I used 1/2 in everywhere. It's plenty strong, but if u had to do it over I would have used 3/4 on the top.


----------



## pmaru77 (Apr 14, 2009)

I ended up buying something thicker than 1/2, it measures about .56" I did not buy AC ply, acutally I don't know what it is, but seems solid. It's not going to be in the wet so I'm not concerned. But I did go with .71" (3/4) on sides etc. Just starting, ripped everything yesterday, and hopefully today I'll get cutting the cutouts.


----------



## MT Stringer (Jul 21, 2009)

Take your time and make it look good. You will get a lot of use out of it.


----------



## bladeburner (Jun 8, 2013)

Jcahill4 said:


> I used 1/2 in everywhere. It's plenty strong, but if u had to do it over I would have used 3/4 on the top.



How 'bout expanding your reasoning 3/4 wise. I just ordered the plans as well. Thanks, Joe


----------



## MT Stringer (Jul 21, 2009)

bladeburner said:


> How 'bout expanding your reasoning 3/4 wise. I just ordered the plans as well. Thanks, Joe


The plans for version II call for 1/2 inch all around.


----------



## DST (Jan 10, 2011)

I think it looks like a great bench. The plans for 1/2 inch top have me wondering about cutting the dados for the t track and mitre slots. It doesn't seem there would be much left to support it compared to 3/4"


----------



## MT Stringer (Jul 21, 2009)

DST said:


> I think it looks like a great bench. The plans for 1/2 inch top have me wondering about cutting the dados for the t track and mitre slots.

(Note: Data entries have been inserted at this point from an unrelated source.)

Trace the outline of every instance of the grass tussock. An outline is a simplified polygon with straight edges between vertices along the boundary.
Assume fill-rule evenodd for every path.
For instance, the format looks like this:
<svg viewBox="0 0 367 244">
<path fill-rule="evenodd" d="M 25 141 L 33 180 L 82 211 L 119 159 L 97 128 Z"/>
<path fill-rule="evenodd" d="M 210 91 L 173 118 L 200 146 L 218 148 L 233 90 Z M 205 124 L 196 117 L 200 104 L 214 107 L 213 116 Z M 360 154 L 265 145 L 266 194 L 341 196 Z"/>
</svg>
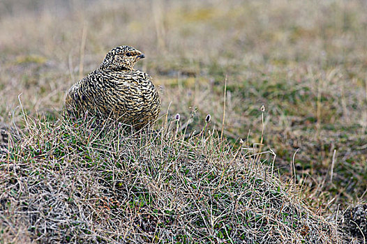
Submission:
<svg viewBox="0 0 367 244">
<path fill-rule="evenodd" d="M 0 164 L 3 243 L 340 240 L 263 163 L 270 152 L 234 150 L 210 124 L 185 139 L 174 119 L 134 132 L 87 117 L 27 121 Z"/>
</svg>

It doesn't seem there would be much left to support it compared to 3/4"


You have to beef up underneath the top for the tracks.


----------



## pmaru77 (Apr 14, 2009)

*I'm at the hole phase of the design.*

1. ripped all my stuff
2. put in all obrounds and routed them and cut them to size.
3. will start drilling pocket screw holes next.
4. How to put the 3/4 holes into the top deck. there are many of them and plans call for a spiral up cut router bit, but doesn't that require a plunge router? Also I think the cutter is expensive. That's the price for NICE holes I guess. I'm considering epoxy coat the work surface and then use a cheap wood drill. The epoxy should eliminate any chipping and or fuzzy burrs. I have epozy left over from my boat. Any other ideas? Will post pics of progress for anyone who is taking on this task. Warning............you better be patient and ahve time for this, as it is quite a lot of work. I wasted my drill press drilling the 4+" holes.......52 of them through 3/4" I was cooling the blade as much as I could, but the motor got scalding hot before I realized it.


----------



## bladeburner (Jun 8, 2013)

One Osrud HSS 3/4" spiral bit from Lee Valley is $45.00.
Three MLCS HSS 3/4" spiral bits is $40.65.

I received the plans yesterday, but am having a tough time finding flat ply in any thickness!

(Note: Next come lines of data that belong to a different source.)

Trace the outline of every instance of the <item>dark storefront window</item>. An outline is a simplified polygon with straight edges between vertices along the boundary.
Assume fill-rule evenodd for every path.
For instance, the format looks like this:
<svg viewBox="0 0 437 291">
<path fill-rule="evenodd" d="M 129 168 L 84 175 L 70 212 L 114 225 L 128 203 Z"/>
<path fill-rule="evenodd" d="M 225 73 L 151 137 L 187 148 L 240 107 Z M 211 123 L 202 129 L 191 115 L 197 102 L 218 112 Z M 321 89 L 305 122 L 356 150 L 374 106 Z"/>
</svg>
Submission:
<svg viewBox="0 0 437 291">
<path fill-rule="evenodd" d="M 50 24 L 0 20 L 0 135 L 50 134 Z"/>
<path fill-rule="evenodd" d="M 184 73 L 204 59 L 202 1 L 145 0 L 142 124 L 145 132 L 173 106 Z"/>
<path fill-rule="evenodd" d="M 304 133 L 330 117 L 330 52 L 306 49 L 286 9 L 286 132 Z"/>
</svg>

Don't forget to let us in on any surprises, and post some progress pics.


----------



## pmaru77 (Apr 14, 2009)

http://s50.photobucket.com/user/pmaru77/slideshow/Work%20Bench

Surprizes: I bought a hole saw from Harbor Freight (HF) and got 3 saws for $12 and the biggest one was 4.25". It made it through all the 52 holes (barely, be patient) but I did ruin my cheak B&D drill press motor. I'd suggest going with 1/2 material for those parts to save the aggravation of putting the large holes in thicker material. I picked 3/4 for that unfortunately. I thought it would be better for the pocket screw holes.....but if 1/2 works.....do it. You will be glad when it comes to the large holes. Plans call for a 4.5" dia hole but HF only had 4.25. I doubt that the 1/4 will kill me. But may make it harder to get tools in and out of.

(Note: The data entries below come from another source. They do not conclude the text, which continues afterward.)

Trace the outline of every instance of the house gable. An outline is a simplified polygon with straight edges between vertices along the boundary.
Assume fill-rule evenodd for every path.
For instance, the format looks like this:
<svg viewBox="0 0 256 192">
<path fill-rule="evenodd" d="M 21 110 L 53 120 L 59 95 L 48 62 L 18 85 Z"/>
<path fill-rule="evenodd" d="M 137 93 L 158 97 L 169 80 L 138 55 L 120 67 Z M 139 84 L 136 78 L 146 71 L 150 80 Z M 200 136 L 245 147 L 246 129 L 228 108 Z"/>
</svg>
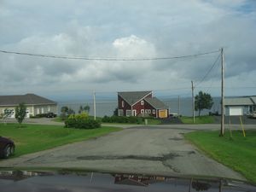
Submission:
<svg viewBox="0 0 256 192">
<path fill-rule="evenodd" d="M 56 105 L 55 102 L 46 99 L 35 94 L 17 96 L 0 96 L 0 106 L 17 106 L 20 103 L 26 105 Z"/>
<path fill-rule="evenodd" d="M 118 92 L 118 96 L 122 97 L 129 105 L 132 106 L 146 96 L 152 96 L 152 91 L 126 91 Z"/>
</svg>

The advice to make one cutout and then use as template is not what I did. The length of the 4.5 slots is not critical, but the location of them from the top or bottom may make the next cuts easier to line up. I pre drilled the center for the large holes with the same size as the pilot on the 4" cutter. If you drill them on a drill press, you can make them all the same diatance from the edge, so when you make the next cuts, it will be easier to line up your circ saw. I used a compound mitre saw for the short pieces and the festool for the long pieces. It only takes 10 minutes to lay out the location lines for the drilling for the large holes.

I used a dremel to blend the 4" holes whitht hehoriz cuts, and did not use a jigsaw which is the choice in the plans. that may do a better job of blending and not have to use the dremel, but my waste pieces basically just fell out after sawing with the circ.

Pocket holes are next because I have the tools. Still wondering how I'm going to put in the many many many 3/4 holes in the deck. Plans call for router bit, but I do not have the bit or a plunge router. So I'm stuck on that one. I'm counting 200 pocket holes! That is just for the 2 tables.


----------



## Jcahill4 (Jul 21, 2013)

*Forstner bit?*

I didn't put the holes in the top.... Yet. Not sure if I will, although I have already found serval places the holes would help. 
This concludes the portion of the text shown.